Patient : I'm a 39 year old female with hypertention. I am medicated and have been for more than 15 years. I have seven children, and during pregnancies high blood pressure has been an issue, but all safe deliveries relatively on time. Last baby 7 years ago. Recently my medication which I have taken for 7 years, is not controlling my blood pressure at times. My routine is not changing and it happens just during the day where I get a head ache and my pressures go from 120/80 to 190/110. This seems to happen about once a month, for a few days. I have not paid attention if it related to my cycle but I plan to from this point on. I am taking propranolol 40 mg, 2, twice a day and lisinopril-HCTZ 20/25mg, once a day. Most recently I have started taking 5-HTP (100mg a day for 14 days a month) for PMS related symptoms, but I have had the spikes in bp for longer than I have been taking 5-HTP. My questions are:
1. could anything in my cycle cause this new spike in bp, as on many days the meds control it, but a few days a month it does not.
2. Should I be concerned about 5-HTP causing any spikes with blood pressure in addition to what I am already experiencing?
3. Is there any other reason that I might be experiencing this days of high blood pressure?
I have an appointment with my dr, but not for a few weeks. I jsut want some answers.
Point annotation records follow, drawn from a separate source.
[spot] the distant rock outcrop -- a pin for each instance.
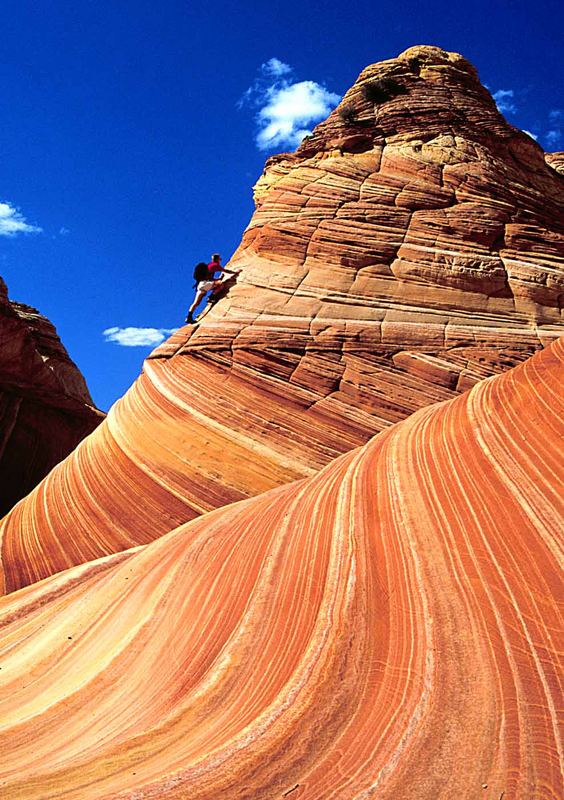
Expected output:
(409, 248)
(387, 629)
(45, 407)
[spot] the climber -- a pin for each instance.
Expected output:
(204, 275)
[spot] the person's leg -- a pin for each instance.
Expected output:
(200, 294)
(218, 286)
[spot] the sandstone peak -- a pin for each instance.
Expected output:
(395, 260)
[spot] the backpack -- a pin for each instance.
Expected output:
(201, 272)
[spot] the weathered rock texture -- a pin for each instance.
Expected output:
(45, 407)
(409, 248)
(388, 628)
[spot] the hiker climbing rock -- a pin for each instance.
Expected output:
(206, 281)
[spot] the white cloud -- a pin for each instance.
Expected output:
(12, 222)
(286, 108)
(504, 101)
(137, 337)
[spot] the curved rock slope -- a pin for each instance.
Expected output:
(411, 247)
(388, 628)
(45, 406)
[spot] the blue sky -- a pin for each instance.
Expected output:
(133, 131)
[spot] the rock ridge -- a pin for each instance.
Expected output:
(389, 627)
(378, 277)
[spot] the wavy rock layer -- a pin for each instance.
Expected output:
(410, 248)
(388, 628)
(45, 406)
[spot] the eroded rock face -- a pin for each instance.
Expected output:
(411, 247)
(45, 406)
(387, 628)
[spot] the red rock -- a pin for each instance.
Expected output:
(45, 406)
(387, 628)
(392, 262)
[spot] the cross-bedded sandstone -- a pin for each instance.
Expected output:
(411, 247)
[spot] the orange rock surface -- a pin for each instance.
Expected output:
(411, 247)
(45, 406)
(387, 628)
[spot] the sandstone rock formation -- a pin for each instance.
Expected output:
(411, 247)
(45, 406)
(388, 628)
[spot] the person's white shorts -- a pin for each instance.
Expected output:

There is some evidence to show slight fluctuation in blood pressure during different phases in the normal menstrual cycle but I dont think this could account for the changes that you describe. 5-Hyrdroxytryptophan (5-HTP) may cause hypertension by increasing plasma renin activity, but has not been thoroughly studied in a clinical setting, and if you only take this for 14 days in the month this could be the cause of the substantial fluctuation. Unless absolutely necessary I would discontinue this supplement and monitor response in blood pressure. A 24 hour ambulatory blood pressure monitor may provide a more accurate assessment of overall blood pressure measurements and this may be organised by your family doctor.